A CDC analysis found that severe difficulty breathing began about five to eight days after the start of symptoms, and admission to the ICU happened 10 to 12 days after they first became sick. COVID-19 patients from California and Washington State were hospitalized an average of 12.7 days before they died. Add everything up, and it could take more than a month to go from infection to death. (Here’s how to stop the virus from winning.)
The young and the restless?
In addition, age may factor in the current death lag. More young people under 35 are becoming infected now compared to the last few months of the pandemic, and these individuals are less likely to die than their elderly counterparts. What concerns University of South Florida epidemiologist Jill Roberts isn’t just the growing number of infections in young people, but also the fact that they are likely to pass the virus to their older, more vulnerable contacts.

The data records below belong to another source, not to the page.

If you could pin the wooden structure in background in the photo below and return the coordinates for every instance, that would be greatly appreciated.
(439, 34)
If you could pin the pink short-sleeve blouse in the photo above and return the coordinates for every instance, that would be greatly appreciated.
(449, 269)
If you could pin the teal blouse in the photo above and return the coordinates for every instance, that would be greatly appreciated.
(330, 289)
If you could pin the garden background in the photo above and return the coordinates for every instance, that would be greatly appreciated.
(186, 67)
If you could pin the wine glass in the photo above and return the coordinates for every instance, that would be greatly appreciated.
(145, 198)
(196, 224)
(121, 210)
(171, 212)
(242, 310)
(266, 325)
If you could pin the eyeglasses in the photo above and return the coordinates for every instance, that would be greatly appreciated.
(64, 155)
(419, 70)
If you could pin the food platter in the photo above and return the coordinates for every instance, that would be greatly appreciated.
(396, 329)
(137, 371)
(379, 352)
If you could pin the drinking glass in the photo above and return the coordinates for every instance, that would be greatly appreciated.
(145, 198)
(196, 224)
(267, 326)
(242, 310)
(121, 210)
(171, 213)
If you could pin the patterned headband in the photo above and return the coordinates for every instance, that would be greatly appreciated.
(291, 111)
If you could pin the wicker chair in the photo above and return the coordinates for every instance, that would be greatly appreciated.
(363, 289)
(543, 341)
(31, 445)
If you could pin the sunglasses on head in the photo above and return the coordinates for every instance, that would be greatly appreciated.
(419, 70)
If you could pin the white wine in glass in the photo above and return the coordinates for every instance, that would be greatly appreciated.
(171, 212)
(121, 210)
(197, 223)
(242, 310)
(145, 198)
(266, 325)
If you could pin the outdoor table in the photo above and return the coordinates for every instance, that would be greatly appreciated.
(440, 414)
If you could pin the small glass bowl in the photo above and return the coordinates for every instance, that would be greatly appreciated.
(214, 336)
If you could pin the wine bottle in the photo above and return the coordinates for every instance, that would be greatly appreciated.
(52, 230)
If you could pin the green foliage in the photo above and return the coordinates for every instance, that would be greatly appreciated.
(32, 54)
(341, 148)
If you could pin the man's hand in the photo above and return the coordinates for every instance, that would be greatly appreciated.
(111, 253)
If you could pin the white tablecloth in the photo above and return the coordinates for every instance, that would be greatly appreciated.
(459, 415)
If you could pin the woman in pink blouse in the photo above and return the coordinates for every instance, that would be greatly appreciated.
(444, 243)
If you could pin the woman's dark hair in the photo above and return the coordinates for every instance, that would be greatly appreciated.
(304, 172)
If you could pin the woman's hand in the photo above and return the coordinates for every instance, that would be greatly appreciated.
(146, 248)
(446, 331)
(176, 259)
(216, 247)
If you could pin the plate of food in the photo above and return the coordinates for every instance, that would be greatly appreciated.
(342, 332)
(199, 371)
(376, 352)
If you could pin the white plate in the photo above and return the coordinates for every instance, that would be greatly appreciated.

In a June 19 survey of 4,042 adults, the CDC found that 43.1 percent of those ages 18 to 29 said they would feel safe if social-distancing orders were lifted, compared to 19.2 percent of those over 65. Roberts and Nuzzo also note that workers in the hospitality industry have traditionally been younger, and as those businesses have re-opened, workers may no longer be able to self-isolate.
“We have to target these young people. They’re the ones that are moving around. They’re the ones that are spreading disease,” says Roberts.
Although younger people continue to be at a lower risk of dying of coronavirus, many will require hospitalization at a time when these facilities are already overwhelmed with their older counterparts. Back in March, adults under 50 made up a quarter of all hospitalizations in the U.S., but this share has increased by 10 percent since the beginning of May
when re-openings started.
“But the more people that need hospital beds, the harder it is to deliver quality care,” Nuzzo says. “And all of the clinical workers have been working nonstop for a really long time.”
So, the latest run on medical centers may potentially increase mortality rates for all age groups. What all of this means, says Scott of UT Austin, is that it’s likely only a matter of time until the death rate begins to rise rapidly.